Microsoft Cloud Workshops

Cognitive services and deep learning

Whiteboard design session student guide

January 2021

Information in this document, including URL and other Internet Web site references, is subject to change without notice. Unless otherwise noted, the example companies, organizations, products, domain names, e-mail addresses, logos, people, places, and events depicted herein are fictitious, and no association with any real company, organization, product, domain name, e-mail address, logo, person, place or event is intended or should be inferred. Complying with all applicable copyright laws is the responsibility of the user. Without limiting the rights under copyright, no part of this document may be reproduced, stored in or introduced into a retrieval system, or transmitted in any form or by any means (electronic, mechanical, photocopying, recording, or otherwise), or for any purpose, without the express written permission of Microsoft Corporation.

Microsoft may have patents, patent applications, trademarks, copyrights, or other intellectual property rights covering subject matter in this document. Except as expressly provided in any written license agreement from Microsoft, the furnishing of this document does not give you any license to these patents, trademarks, copyrights, or other intellectual property.

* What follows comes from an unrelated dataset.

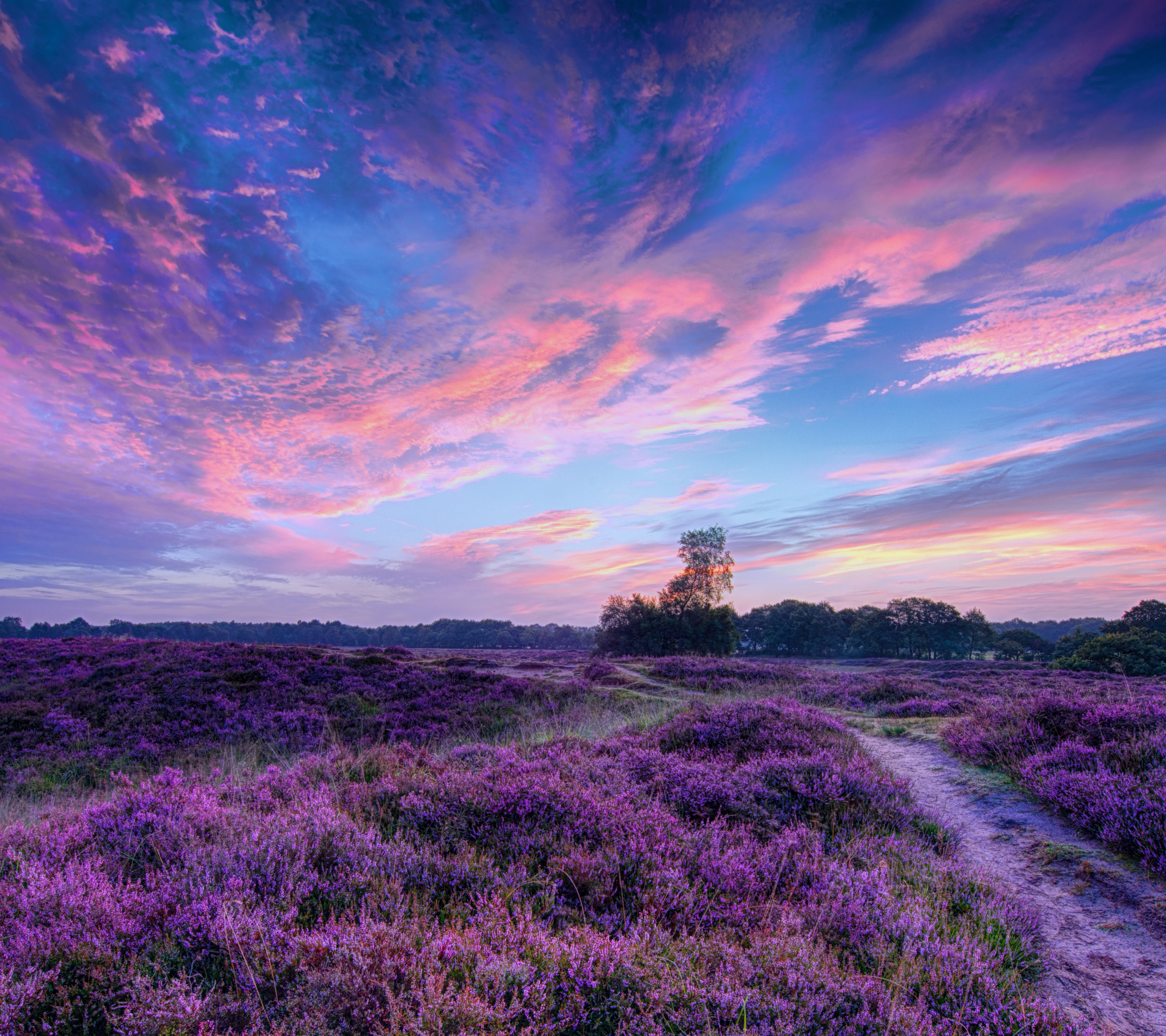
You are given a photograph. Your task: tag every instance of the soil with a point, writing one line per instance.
(1103, 921)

The names of manufacturers, products, or URLs are provided for informational purposes only, and Microsoft makes no representations and warranties, either expressed, implied, or statutory, regarding these manufacturers or the use of the products with any Microsoft technologies. The inclusion of a manufacturer or product does not imply endorsement of Microsoft of the manufacturer or product. Links may be provided to third-party sites. Such sites are not under the control of Microsoft and Microsoft is not responsible for the contents of any linked site or any link contained in a linked site, or any changes or updates to such sites. Microsoft is not responsible for webcasting or any other form of transmission received from any linked site. Microsoft is providing these links to you only as a convenience, and the inclusion of any link does not imply endorsement of Microsoft of the site or the products contained therein.

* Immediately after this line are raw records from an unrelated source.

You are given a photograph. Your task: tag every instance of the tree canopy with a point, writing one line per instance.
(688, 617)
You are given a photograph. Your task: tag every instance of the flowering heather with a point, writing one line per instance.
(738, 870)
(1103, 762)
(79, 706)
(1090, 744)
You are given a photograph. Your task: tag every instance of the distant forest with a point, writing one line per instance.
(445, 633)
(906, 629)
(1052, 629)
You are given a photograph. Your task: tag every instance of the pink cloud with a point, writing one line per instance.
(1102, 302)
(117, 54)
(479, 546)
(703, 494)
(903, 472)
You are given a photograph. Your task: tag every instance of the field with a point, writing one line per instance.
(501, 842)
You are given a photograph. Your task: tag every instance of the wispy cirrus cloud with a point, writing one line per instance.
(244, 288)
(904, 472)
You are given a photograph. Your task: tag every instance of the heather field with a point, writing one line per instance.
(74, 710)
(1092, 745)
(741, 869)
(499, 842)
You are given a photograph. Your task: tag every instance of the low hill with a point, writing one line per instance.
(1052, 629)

© 2021 Microsoft Corporation. All rights reserved.

Microsoft and the trademarks listed at https://www.microsoft.com/en-us/legal/intellectualproperty/Trademarks/Usage/General.aspx are trademarks of the Microsoft group of companies. All other trademarks are the property of their respective owners.

Contents

Cognitive services and deep learning whiteboard design session student guide

Abstract and learning objectives

In this whiteboard design session, you work with a group to design a solution that combines both pre-built artificial intelligence (AI) in the form of various Cognitive Services with custom AI in the form of services built and deployed with Azure Machine Learning services. You will learn to create intelligent solutions atop unstructured text data by designing and implementing a text analytics pipeline. You will discover how to build a binary classifier using a recurrent neural network that can be used to classify the textual data. You will also learn how to deploy multiple kinds of predictive services using Azure Machine Learning and learn to integrate with the Computer Vision API and the Text Analytics API from Cognitive Services.

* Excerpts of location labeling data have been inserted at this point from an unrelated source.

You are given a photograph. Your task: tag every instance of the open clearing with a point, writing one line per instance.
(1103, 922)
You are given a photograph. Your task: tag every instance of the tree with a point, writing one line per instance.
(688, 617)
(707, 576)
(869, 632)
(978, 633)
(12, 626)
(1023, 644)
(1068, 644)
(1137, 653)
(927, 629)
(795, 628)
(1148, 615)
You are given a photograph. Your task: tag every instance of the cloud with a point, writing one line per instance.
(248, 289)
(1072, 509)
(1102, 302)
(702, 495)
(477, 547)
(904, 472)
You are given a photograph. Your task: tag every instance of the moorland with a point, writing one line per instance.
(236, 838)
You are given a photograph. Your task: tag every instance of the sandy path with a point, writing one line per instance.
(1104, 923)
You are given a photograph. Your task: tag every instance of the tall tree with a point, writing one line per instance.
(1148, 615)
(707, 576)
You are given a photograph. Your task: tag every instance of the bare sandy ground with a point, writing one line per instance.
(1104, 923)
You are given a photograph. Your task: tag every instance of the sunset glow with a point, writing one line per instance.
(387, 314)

At the end of this whiteboard design session, you will be better able to design solutions leveraging Azure Machine Learning services and Cognitive Services.

Step 1: Review the customer case study

Outcome

Analyze your customer’s needs.

Timeframe: 15 minutes

Directions: With all participants in the session, the facilitator/SME presents an overview of the customer case study along with technical tips.

  1. Meet your table participants and trainer.

  2. Read all of the directions for steps 1-3 in the student guide.

  3. As a table team, review the following customer case study.

Customer situation

Contoso Ltd is a large corporation headquartered in the United States that provides insurance packages for U.S. consumers. Its products include accident and health insurance, life insurance, travel, home, and auto coverage.

Contoso is looking to build a next-generation platform for its insurance products and has identified claims processing as the first area in which they would like to focus its efforts. Currently, customers submit a claim using either the website, their mobile app, or by speaking with a live agent.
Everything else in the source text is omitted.